The plan came together perfectly. Amid his training, he and Kristin were married on May 8 in Montecito, Calif.
A refreshed Armstrong raced a little for the Postal Service team, then had his coming-out party on May 22, the Friday night before the Ride for the Roses. He won a circuit race through the city’s nightclub district with 20,000 spectators hollering for him.
“When he came across the finish line, it was magic,” Richard wrote in an online diary she keeps on the foundation’s web site.
His form has continued to improve. He finished second to teammate Frankie Andreu in Tuesday’s First Union Invitational in Lancaster.
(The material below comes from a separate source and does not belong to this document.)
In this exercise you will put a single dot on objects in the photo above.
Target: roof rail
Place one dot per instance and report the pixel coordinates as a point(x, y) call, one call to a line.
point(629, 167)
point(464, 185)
“It continues to astound me,” Gorski said. “I’ve never seen anything like it. It’s phenomenal to come back from what he has been through. He was the strongest guy in the field [at Lancaster].
“He had shown flashes, trained hard. Physically, he was doing fine. He was having more difficulty emotionally and mentally. He was so aggressive; he needed to be more patient.
“Once he got used to the idea that he wasn’t go to win a Tour de France stage or the World Championships in his first two months back, his confidence began to grow again.”
And now, improbably, he approaches the 156-mile USPRO Championship with an apparent shot at winning it. He has done it before. He shattered the field on the penultimate climb of the Manayunk Wall in 1993 on the way to a $1 million bonus for winning the three races of the Thrift Drug triple crown.
And where weeks ago nothing was expected of him, now nobody’s quite sure what to expect. Not even Armstrong.
But there is hope and encouragement. Lance Armstrong will hear it on the streets of Philadelphia from fans on Sunday. And he’ll get a daily dose in his mailbox from folks who know what a real challenge is.
Not Yet the Competitor
Asked about living as a athlete and a cancer survivor, Armstrong mentioned an article he saw recently on golfer Paul Azinger, who had a lymphoma removed from his right shoulder in 1993.
“Azinger said it took a while to feel like a professional golfer again, as opposed to like a cancer survivor,” Armstrong said. “Instead of saying, ‘I have to make this shot,’ you say, ‘Whether I make this shot or not, I’m just glad to be out here.’
“In time, that fades and you become more competitive. At this point, I’m a year-and-a-half out. I’m still looking at this like a survivor.”